Unveiling Gender Disparities in STEM Success: A Logistic Regression Analysis of Penn State Students

Open Access
- Author:
- Kelly, Katherine
- Area of Honors:
- Mathematics
- Degree:
- Bachelor of Science
- Document Type:
- Thesis
- Thesis Supervisors:
- Laura E Cruz, Thesis Supervisor
Aissa Wade, Thesis Honors Advisor - Keywords:
- logistic regression
women in STEM
undergraduate research
gender - Abstract:
- The topic of women in STEM-related fields has dominated many conversations about representation in the workplace. Some researchers have turned to investigating the gender breakdown in undergraduate STEM majors to see if the gender differential starts in college, where many students select their career path. I wanted to investigate whether there were significant differences between those who succeed in STEM fields at the university level, where students typically decide on their future career paths. I was curious to know whether gender alone was a valid predictor of success.
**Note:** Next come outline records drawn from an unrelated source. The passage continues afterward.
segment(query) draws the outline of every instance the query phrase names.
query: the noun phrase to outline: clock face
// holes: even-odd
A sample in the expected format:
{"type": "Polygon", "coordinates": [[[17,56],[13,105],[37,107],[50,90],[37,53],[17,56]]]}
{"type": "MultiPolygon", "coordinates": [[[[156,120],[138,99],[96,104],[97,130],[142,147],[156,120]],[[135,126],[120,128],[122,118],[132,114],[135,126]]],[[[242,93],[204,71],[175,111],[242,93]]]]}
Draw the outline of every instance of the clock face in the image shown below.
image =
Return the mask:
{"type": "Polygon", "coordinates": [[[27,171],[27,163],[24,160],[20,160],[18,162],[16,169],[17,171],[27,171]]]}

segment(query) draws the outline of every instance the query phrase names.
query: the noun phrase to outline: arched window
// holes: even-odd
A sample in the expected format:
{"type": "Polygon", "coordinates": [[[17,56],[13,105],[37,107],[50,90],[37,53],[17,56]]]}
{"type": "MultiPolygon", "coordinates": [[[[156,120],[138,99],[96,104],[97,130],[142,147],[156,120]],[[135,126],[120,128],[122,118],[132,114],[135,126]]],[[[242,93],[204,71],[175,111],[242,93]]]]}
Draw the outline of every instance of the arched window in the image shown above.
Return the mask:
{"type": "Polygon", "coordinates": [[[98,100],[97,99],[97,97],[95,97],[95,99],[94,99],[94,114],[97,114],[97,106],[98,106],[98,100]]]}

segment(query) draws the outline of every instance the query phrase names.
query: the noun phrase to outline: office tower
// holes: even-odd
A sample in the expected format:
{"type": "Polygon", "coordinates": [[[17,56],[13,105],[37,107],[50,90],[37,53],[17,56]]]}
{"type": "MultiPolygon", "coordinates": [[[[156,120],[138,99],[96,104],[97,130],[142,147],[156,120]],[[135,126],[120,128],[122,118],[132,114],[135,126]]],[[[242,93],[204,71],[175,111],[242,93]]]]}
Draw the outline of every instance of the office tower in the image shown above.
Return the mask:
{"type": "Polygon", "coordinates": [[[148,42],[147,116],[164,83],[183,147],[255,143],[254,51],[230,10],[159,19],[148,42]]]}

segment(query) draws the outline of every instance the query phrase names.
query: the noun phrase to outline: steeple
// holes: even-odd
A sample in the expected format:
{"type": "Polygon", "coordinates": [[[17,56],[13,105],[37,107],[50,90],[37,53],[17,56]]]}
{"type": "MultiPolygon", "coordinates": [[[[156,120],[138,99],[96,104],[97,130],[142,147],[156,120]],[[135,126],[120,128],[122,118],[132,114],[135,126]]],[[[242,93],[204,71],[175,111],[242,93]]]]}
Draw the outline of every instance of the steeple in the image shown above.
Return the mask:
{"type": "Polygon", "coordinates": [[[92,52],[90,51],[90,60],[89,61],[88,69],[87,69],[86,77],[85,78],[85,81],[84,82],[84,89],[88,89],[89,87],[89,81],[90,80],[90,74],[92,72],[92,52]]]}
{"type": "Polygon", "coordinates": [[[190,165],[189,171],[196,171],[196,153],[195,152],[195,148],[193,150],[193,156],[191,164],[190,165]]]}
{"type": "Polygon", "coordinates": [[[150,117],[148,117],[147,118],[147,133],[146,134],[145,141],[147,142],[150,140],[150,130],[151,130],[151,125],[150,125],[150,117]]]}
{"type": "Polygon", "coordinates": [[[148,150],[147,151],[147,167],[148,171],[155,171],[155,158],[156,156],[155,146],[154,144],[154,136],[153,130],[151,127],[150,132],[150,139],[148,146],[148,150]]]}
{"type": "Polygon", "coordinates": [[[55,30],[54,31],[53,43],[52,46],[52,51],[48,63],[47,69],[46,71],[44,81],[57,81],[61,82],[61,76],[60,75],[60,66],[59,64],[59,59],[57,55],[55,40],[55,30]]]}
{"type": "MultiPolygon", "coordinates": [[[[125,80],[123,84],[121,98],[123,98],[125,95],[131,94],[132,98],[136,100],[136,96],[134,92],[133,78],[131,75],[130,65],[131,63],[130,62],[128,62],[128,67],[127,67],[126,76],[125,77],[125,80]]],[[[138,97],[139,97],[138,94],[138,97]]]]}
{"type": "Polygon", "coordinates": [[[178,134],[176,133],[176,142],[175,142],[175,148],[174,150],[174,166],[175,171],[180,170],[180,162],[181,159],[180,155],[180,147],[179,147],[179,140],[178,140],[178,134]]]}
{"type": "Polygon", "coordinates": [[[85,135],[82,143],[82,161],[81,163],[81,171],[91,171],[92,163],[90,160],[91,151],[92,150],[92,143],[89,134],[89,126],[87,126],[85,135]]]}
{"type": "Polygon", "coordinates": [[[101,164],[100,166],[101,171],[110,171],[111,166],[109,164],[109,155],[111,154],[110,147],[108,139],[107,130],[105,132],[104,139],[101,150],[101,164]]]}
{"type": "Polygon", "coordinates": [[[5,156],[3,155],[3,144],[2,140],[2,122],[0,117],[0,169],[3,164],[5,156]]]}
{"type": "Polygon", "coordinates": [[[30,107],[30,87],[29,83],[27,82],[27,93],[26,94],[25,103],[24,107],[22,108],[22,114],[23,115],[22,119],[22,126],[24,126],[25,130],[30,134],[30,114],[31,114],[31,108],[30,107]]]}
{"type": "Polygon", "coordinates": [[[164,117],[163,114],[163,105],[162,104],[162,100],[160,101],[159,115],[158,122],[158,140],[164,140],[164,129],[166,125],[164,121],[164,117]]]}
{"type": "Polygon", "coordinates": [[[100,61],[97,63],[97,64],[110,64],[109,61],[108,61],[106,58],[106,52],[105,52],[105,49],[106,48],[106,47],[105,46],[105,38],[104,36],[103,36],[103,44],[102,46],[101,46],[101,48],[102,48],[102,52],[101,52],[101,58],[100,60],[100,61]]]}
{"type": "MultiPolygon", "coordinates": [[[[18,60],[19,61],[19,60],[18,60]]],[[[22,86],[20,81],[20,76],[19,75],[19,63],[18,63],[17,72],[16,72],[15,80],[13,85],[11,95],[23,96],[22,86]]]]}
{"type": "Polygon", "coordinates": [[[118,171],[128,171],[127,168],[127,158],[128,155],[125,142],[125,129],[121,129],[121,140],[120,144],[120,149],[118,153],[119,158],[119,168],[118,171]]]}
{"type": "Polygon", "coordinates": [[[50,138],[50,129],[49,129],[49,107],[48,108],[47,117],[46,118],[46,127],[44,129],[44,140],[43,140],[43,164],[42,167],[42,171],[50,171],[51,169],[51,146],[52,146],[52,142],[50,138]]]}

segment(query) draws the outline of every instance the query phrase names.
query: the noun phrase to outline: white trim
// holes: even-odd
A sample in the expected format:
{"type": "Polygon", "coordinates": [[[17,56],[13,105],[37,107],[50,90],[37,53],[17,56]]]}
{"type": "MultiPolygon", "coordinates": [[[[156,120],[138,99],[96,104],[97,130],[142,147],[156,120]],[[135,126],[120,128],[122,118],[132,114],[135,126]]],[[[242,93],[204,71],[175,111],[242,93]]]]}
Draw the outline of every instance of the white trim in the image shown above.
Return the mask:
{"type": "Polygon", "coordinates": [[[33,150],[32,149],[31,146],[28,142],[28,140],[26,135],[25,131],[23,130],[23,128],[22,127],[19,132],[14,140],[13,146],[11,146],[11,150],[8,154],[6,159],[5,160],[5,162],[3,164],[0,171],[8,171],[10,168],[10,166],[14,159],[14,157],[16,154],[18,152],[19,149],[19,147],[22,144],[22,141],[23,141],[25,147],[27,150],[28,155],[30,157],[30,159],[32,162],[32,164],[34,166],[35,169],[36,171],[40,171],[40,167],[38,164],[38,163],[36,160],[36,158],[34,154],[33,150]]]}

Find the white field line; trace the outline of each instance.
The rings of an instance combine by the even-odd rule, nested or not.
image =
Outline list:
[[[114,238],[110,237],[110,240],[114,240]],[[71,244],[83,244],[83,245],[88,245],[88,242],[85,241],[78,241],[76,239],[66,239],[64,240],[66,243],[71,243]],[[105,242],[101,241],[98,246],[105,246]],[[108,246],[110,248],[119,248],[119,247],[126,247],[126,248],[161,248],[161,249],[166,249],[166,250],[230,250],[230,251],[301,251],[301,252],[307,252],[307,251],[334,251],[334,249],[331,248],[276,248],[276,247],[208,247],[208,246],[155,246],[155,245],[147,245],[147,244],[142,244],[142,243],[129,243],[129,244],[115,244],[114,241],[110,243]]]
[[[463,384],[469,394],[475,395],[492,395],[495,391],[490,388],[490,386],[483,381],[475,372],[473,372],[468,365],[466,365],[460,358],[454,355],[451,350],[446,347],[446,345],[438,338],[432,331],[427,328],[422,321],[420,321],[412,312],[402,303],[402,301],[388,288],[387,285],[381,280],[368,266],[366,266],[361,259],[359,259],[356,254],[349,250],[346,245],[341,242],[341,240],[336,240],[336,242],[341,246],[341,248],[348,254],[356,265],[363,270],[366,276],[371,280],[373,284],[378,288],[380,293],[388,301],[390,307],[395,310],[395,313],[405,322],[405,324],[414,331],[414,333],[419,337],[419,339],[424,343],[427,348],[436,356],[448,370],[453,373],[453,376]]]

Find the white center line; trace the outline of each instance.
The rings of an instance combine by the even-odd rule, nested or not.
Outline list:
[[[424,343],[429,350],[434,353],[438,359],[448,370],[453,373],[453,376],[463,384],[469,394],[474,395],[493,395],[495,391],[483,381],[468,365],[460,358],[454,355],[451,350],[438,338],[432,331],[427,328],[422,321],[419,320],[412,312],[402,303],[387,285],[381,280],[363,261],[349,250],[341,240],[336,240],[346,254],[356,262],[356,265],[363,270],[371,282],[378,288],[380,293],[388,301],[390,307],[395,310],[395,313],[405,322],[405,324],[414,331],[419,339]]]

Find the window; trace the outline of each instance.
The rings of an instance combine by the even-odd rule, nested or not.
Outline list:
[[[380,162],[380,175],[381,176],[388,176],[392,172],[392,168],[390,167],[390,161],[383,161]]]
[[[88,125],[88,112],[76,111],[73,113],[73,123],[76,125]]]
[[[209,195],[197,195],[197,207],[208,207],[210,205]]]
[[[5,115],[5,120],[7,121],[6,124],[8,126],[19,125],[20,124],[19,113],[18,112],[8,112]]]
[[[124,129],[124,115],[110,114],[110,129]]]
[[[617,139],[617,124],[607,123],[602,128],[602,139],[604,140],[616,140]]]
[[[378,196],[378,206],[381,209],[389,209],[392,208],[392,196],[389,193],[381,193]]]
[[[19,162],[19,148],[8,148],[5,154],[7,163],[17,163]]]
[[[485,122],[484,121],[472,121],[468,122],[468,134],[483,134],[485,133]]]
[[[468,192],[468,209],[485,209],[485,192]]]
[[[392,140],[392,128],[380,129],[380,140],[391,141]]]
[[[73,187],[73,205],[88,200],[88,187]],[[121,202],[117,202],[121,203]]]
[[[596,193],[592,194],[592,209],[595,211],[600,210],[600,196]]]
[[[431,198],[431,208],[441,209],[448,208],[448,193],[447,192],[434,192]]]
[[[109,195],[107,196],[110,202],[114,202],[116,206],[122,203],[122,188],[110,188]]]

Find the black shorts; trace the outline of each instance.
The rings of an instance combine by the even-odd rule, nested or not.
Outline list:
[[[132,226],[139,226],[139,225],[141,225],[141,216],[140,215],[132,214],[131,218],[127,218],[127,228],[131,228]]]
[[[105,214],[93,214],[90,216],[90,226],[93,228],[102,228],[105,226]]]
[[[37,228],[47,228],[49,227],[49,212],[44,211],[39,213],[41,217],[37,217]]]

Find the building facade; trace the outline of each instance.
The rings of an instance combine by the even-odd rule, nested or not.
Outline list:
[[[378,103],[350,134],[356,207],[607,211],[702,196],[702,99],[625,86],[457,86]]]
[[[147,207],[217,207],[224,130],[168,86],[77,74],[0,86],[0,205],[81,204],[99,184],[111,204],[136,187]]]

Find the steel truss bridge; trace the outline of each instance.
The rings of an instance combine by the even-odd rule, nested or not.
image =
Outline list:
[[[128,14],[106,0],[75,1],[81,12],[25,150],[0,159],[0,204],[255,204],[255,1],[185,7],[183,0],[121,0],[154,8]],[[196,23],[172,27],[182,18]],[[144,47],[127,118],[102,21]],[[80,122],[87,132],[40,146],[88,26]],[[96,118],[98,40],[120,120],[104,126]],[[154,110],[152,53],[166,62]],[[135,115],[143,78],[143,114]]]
In this paper, I conducted a few logistic regression models based on gender and ethnicity in order to predict the success of women in entrance to STEM major classes at Penn State University Park. Real-life data from Penn State Undergraduate Education was used to make these models. I completed the variable selection process, compared the models’ performances and validity, and demonstrated if and how the models could be used to predict the success of an undergraduate STEM major based on these demographic factors. For each entrance to major class, as well as the data set overall, four logistic regression models were created: Gender predicting Success, Race/Ethnicity predicting Success, Gender and Race/Ethnicity predicting Success, and the interaction between Gender and Race/Ethnicity predicting Success. Each model was compared by their McFadden R2 and AIC values. The best model for each data set was selected, and their predictive performances were evaluated using ROC curves and corresponding AUC values. Finally, I used the model to try to predict success on the test data and calculated each model’s accuracy.